The mBlox founder tells us why he believes 2013 will see ‘large scale’ experimentation when it comes to engaging with consumers via mobile.
As founder of one of the world’s leading providers of mobile engagement solutions, mBlox head honcho Andrew Bud is no stranger to the ever-evolving nature of the industry’s approach to consumer interaction. With no fewer than five billion consumer contacts passing through his company every year, there are few more ideally placed than Bud to offer a choice prediction or two as to how the mobile engagement landscape is set to shift over the coming 12 months. And, as luck would have it, ME was lucky enough to catch up with the man himself for a chat about what lies ahead on the 2013 mobile horizon.
Having taken mBlox from it humble beginnings as a start-up in a Shoreditch shed to the global corporation that it is today, Bud’s vision for the company has, in essence, remained the same in spite of the vast technological advances over the years. “mBlox today is remarkably similar to the business - in terms of vision – that I founded at the end of 1999,” he explains. “The fundamental idea then was that mobile would become a very important, if not THE most important means for enterprises to communicate with consumers, and that the unique power of mobile to engage consumers, particularly through the power of push and SMS, was a unique channel that was going to be developed and facilitated.”
Since then, mobile engagement has indeed become a vital means of engagement between business and consumer. And with so many enterprises utilising the powers of mobile, the key challenge for companies now is how to harness mobile capabilities in such a way that is both highly engaging and unique. “The question now is ‘how do you get consumers to engage more?’ In other words, how do you engage people when their app is not open? And how do you optimise the user experience, both in those intermediate times and when they have their app open?”
With this in mind, Bud sees the coming 12 months as an absolutely crucial time for the business of enterprise to consumer engagement. And with so many searching for new and innovative ways to reach consumers, experimentation could well be the mantra behind many a new engagement initiative in 2013. “I think this could be the year that it becomes perfectly clear to all consumer facing enterprises that the way that they use mobile to engage with people is actually of primary commercial importance,” he suggests. “ It is no longer just a bit of a fun R&D hobby, and I think that’s a big swing. That now manifests itself in a number of different ways. One of the things that we are convinced of is that the whole concept of targeted mobile engagement will go from being a bit of an experimental topic of conversation to being a major piece of people’s businesses.

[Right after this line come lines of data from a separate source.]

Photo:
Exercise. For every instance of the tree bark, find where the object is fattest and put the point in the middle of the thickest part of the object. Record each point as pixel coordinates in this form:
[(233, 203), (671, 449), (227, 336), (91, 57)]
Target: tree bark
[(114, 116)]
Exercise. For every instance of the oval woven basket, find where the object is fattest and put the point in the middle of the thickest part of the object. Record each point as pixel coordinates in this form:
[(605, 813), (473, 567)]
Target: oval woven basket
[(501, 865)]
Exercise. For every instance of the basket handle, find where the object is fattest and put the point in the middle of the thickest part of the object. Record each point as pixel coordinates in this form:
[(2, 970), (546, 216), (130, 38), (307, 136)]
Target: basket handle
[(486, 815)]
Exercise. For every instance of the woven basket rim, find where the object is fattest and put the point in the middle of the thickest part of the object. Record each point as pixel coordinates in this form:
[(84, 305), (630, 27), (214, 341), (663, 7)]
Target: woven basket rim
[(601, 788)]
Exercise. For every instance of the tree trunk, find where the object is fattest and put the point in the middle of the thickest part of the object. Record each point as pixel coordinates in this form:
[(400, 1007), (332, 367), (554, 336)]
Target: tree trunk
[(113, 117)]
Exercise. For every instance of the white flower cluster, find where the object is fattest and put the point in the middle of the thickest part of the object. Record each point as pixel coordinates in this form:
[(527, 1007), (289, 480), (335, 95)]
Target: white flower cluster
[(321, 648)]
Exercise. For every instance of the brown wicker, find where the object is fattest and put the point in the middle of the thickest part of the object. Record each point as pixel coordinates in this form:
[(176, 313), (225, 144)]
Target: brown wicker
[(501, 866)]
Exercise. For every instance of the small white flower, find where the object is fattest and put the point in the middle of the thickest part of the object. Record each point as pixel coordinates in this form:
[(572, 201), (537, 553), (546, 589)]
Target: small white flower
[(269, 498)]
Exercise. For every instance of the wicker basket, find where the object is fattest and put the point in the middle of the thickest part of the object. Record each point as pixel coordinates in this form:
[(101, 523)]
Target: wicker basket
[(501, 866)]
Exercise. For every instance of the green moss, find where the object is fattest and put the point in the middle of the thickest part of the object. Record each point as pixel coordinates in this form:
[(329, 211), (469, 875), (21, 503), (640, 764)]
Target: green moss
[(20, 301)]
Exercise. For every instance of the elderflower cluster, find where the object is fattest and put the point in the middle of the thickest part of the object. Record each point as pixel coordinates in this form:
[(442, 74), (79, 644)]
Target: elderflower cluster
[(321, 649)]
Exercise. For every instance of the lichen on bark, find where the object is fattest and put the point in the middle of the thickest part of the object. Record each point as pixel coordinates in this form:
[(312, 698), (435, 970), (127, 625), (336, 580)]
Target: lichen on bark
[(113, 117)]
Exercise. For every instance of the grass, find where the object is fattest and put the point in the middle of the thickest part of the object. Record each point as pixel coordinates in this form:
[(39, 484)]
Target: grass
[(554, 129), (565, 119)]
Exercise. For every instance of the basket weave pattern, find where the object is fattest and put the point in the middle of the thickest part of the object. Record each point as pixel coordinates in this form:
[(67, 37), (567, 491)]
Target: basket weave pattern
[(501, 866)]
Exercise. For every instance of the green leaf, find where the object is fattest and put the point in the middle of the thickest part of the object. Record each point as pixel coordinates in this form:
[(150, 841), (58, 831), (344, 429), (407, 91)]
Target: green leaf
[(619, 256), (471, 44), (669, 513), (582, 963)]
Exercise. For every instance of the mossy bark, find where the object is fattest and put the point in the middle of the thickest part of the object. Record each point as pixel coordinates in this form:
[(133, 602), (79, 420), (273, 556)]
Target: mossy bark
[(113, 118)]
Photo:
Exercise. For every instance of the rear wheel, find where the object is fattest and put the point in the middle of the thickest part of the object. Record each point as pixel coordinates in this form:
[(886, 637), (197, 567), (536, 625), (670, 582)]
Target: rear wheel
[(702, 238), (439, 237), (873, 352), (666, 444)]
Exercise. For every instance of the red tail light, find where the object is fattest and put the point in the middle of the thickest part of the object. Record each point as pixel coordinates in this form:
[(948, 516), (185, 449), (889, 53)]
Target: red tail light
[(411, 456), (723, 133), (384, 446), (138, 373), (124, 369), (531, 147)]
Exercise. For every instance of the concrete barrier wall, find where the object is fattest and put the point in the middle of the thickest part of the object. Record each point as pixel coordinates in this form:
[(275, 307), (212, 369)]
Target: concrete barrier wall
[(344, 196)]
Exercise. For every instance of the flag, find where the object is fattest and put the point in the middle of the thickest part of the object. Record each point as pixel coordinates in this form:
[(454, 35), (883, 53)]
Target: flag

“What does that mean? Well, the modern smartphone gives the enterprise access to a vast amount of context information. With their permission, you can see where people are; what they are doing; what the status of their phone is; the things they’re interested in; the links they click on. You can then use that information to engage with them in a much more relevant and targeted manner, so you tell people things that they want and need to know, when, or even before, they knew they needed to know it.”
So, with such quantities of contextual information readily available given the consumer’s permission, in which ways does Bud see the mobile engagement sector utilising such a resource in 2013? “I think that the key is to engage consumers in a conversation,” he says. “If you just shout at a consumer or try to do things fast and loose, you don’t get the opportunity to have a conversation with them. In a conversation, you have a bit more time and space to explain to them what you want to do and why you want to do it and to get their buy-in. The way you have that conversation is by earning your place on their phone, which is by giving them useful and relevant things.”
It is in this area that Bud expects to see a raft of new ideas come to the fore over the coming months. “One of the things we are going to see in 2013 is people experimenting. Experiments are terribly important,” he elaborates. “People have to build conversations, try them out with consumers and find out what works and what doesn’t. There are no textbooks on this. There is a lot of accumulated experience and theory built up over the past 15 years by the mobile industry, so we are not starting from scratch. But, even so, technology is moving fast; screens are getting bigger; the interactions are more powerful. So, in a sense, the lessons learned over the past 15 years are going to be very useful, but there’s still a lot to learn, and the way that companies are going to learn more is by experimenting.”
While experimentation may be the way forward for consumer facing enterprises, not everyone is going to be able to plough the necessary funds into the experimentation process, which itself can be a hugely expensive process. So, how best to combat such difficulties? “People need to find faster, cheaper and more fluid ways of running experiments and learning more of them. And, because that’s so important, we think that 2013 will see both the platforms to do experiments and the enterprises increasingly running them.”
Evidently, Bud believes that the route to optimising the business-to-consumer engagement experience lies down the path of experimentation; whether this be in terms of the initiatives instigated by enterprises or the way in which they are devised. And with this in mind, it’s hard to disagree that 2013 is set to be a significant year in the world of mobile engagement.